A sculpture of the euro stands in front of the former European Central Bank in Frankfurt, Germany, July 13, 2022. /CFP

The U.S. dollar recoiled from recent peaks in Asia on Friday as a hawkish rate hike from the European Central Bank (ECB) lifted the euro and investors looked to U.S. inflation data early next week.

Profit-taking after a sharp extension of the dollar's long rally also took hold and the pullback was broad. The Aussie, kiwi, sterling and yen were all headed for their best daily jumps in a month and the dollar index looked set for its first weekly loss in four weeks.

The euro rose 0.8 percent to $1.0072. The Aussie rose 1.2 percent to $0.6834. Sterling rose 0.8 percent to $1.1590, repairing a modest dip made after the death of Queen Elizabeth.

The yen rose about 0.9 percent, helped by Bank of Japan (BOJ) Governor Haruhiko Kuroda joining a chorus of policymakers voicing discomfort over sharper falls in the yen this week.

"The market is now positioning ahead of the U.S. CPI release next Tuesday, where the expectations are for a softer headline print," said Charu Chanana, a market strategist at Saxo Capital Markets in Singapore.

"With the Federal Reserve having a unified hawkish voice lately, any downside surprise could result in a big move."

U.S. Federal Reserve Chair Jerome Powell's speech at a Cato Institute conference on Thursday reaffirmed the central bank's aggressive stance against inflation and markets are pricing in an 85 percent chance of a 75 basis point (bps) hike this month.

The ECB was perhaps surprisingly hawkish in promising further hikes after raising its key interest rate by an unprecedented 75 bps on Thursday.

The U.S. dollar index last traded 0.66 percent lower at 108.88, after scaling a 20-year high of 110.79 earlier in the week. It is heading for a weekly drop of 0.7 percent.

Even beaten-down cryptocurrencies advanced at the dollar's expense, with bitcoin back above $20,000 and up 5 percent.

The recent pace of the dollar's ascent has left policymakers uncomfortable, particularly in Japan, as the policy divergence between BOJ's ultra-dovish stance and the Fed is proving too stark to be ignored and is pummeling the yen.

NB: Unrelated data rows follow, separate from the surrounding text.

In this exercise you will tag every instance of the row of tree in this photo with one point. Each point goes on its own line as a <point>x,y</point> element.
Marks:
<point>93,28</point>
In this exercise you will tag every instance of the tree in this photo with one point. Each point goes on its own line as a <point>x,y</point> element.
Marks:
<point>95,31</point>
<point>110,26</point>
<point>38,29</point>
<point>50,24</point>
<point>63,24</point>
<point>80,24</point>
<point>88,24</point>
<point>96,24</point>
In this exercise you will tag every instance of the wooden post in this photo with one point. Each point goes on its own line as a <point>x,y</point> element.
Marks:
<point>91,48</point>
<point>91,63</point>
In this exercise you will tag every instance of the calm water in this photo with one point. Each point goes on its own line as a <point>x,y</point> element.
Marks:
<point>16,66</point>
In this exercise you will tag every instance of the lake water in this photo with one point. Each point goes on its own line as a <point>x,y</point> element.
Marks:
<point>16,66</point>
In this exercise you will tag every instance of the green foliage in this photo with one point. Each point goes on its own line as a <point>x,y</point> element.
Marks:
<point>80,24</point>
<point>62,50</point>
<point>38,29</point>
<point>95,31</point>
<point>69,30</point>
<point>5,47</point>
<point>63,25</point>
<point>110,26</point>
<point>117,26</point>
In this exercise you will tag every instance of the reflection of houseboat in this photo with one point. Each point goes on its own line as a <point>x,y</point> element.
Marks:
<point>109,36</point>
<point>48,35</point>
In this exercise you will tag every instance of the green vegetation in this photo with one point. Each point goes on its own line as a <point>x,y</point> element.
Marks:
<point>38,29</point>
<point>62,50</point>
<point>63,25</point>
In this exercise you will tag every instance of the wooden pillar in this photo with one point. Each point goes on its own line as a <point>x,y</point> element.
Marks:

BOJ Governor Kuroda said on Friday he discussed currency market moves at a meeting with Prime Minister Fumio Kishida, and warned that rapid yen moves were undesirable.

The comments came after the yen bottomed at a 24-year low of 144.99 per dollar on Wednesday. It is down nearly 2 percent for the week, and on track for four straight weekly losses.

"It seems to us that the BOJ has worked itself into a corner, and now is finding it very difficult to get out of it," said Rodrigo Catril, a currency strategist at National Australia Bank.

Friday's jump in the Aussie was enough to help it head toward a meager weekly gain and to leave the kiwi's weekly loss negligible. Sterling eyed a weekly rise of 0.6 percent.